John Adams, The Death of Klinghoffer (1990–91)
Such is not the case with operas by John Adams (born 1947), an American composer of instrumental music (he was awarded the prestigious Grawemeyer Award for his Violin Concerto), chamber music and film scores (Io sono l’amore directed by Luca Guadagnino) as well as a minimalist with the heart of a romantic. The protagonists of his operas whose librettos were written by Alice Goodman – Nixon in China (1987) and The Death of Klinghoffer (1991) – are figures from recent history.
The three-act opera Nixon in China is set in Beijing in 1972 and recounts the events related to the first historical visit of the President of the United States to China. The voices are allocated in an interesting way: President Richard Nixon is a baritone, his wife Pat a soprano, the Chairman of the Communist Party of China, Mao Zedong, a tenor, Chinese Prime Minister, Chou Enlai, a baritone and Nixon’s adviser Henry Kissinger a bass. They are all definitely real figures. Indeed, some of them – except for Mao Zedong, the Chinese leader in 1949–76, and Prime Minister Chou Enlai, in office from 1949 until his death – were still alive at the time of the première (Kissinger, the national security adviser and American Secretary of State, is still among us).
In Act 1, we watch the beginning of the American visit: welcome at the airport (Scene 1), first talks (Scene 2) and a banquet (Scene 3). One can feel distance and mutual misunderstanding. In Act 2, we see the First Lady visit the monuments of Beijing, both those dating back to former times and the ones from the communist era (Scene 4). In the evening the guests go to the Beijing opera where they watch the revolutionary ballet The Red Detachment of Women (Scene 5). Act 3 shows the last night of the Americans in Beijing. They ask themselves whether the visit was successful and whether it will be historically important. The answer is yes, but both leaders wonder if it brought them closer to making their youthful dreams come true.
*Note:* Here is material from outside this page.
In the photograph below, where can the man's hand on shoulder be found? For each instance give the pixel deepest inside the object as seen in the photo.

Mao Zedong wanted to put the ideals of the Chinese Cultural Revolution in practice (but did he ever think about the number of victims?), whilst Nixon dreamt of a hamburger stand (does this sum up the attitude to politics of the only American President to resign before the end of his term following the Watergate scandal?). Only the old Prime Minister Chou Enlai (1898–1976) is devoid of all desires and dreams and does not wait for anything.
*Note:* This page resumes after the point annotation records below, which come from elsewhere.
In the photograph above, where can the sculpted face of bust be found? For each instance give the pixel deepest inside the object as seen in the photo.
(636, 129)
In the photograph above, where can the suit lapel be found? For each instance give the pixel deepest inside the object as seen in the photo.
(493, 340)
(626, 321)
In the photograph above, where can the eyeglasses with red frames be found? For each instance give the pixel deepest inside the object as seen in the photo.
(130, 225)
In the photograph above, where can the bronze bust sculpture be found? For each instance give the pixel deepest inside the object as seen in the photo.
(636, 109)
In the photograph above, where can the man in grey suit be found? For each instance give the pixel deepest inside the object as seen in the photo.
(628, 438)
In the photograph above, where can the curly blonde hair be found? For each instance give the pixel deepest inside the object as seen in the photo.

The case of The Death of Klinghoffer is different: its libretto tells the story of the hijacking of a luxurious cruise liner, the Achille Lauro, by four terrorists from the Palestine Liberation Front in October 1985. After holding the ship for several days and failed attempts to dock it in Syria and Cyprus, the terrorists decided to send a message to the world. From the large group of American tourists, they selected Leon Klinghoffer, a retired businessman of Jewish origin confined to a wheelchair following two heart attacks who took the cruise with his wife and friends to celebrate their 36th wedding anniversary. The terrorists took him onto the open afterdeck and shot him there, forcing crew members to throw the body into the sea, get rid of the wheelchair and wash the blood stains away.
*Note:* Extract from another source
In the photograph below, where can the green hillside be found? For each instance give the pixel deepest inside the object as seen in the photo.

It is these events that are the focus of the libretto to Adam’s opera divided into two acts and a prologue in which the Chorus of Exiled Palestinians lament the loss of their homeland after the state of Israel was founded and the Chorus of Exiled Jews complain of their fate as a people wandering in search of the promised land. Act 1 narrates the events related to the hijacking from different perspectives (Captain, Swiss Grandmother, Austrian Woman and the Terrorists: Molqi and Mamoud). We discover the emotions of the protagonists, like the Swiss Grandmother who is relieved that she is not a Jew, or the Austrian Woman who locked herself in the cabin to stay as far away as possible from idiots. Most importantly though, Adams and Goodman give us an insight into the feelings of the terrorist, Mamoud, who wants to die for the cause, mocks the passengers, looks for a radio station with his favourite Arabic music and envies birds their freedom.
Except for the universal chorus opening that refers to the biblical story of the hate between Sara and Hagar and their rivalry for Abraham’s love and offspring, Act 2 quickens the pace. When Mamoud tells the passengers that they are going to die, Klinghoffer begs for mercy for himself and his wife. In vain. A conflict between the terrorists leads to the man’s death.
In The Death of Klinghoffer, Adam’s music, static and contemplative, is closer to an oratorio. It brings to mind the baroque Passions of Bach or Handel’s oratorios (like Israel in Egypt). The libretto consists of monologues, sometimes simultaneous, interspersed with commentary from the chorus. The finale is the most impressive element: we first hear the farewell, then the stopped aria of a drowning Klinghoffer (with the prayer May the Lord…), then the morning chorus, and finally the lament of Marilyn Klinghoffer. Her words ‘You embraced them!’ reflect both her anger and helplessness.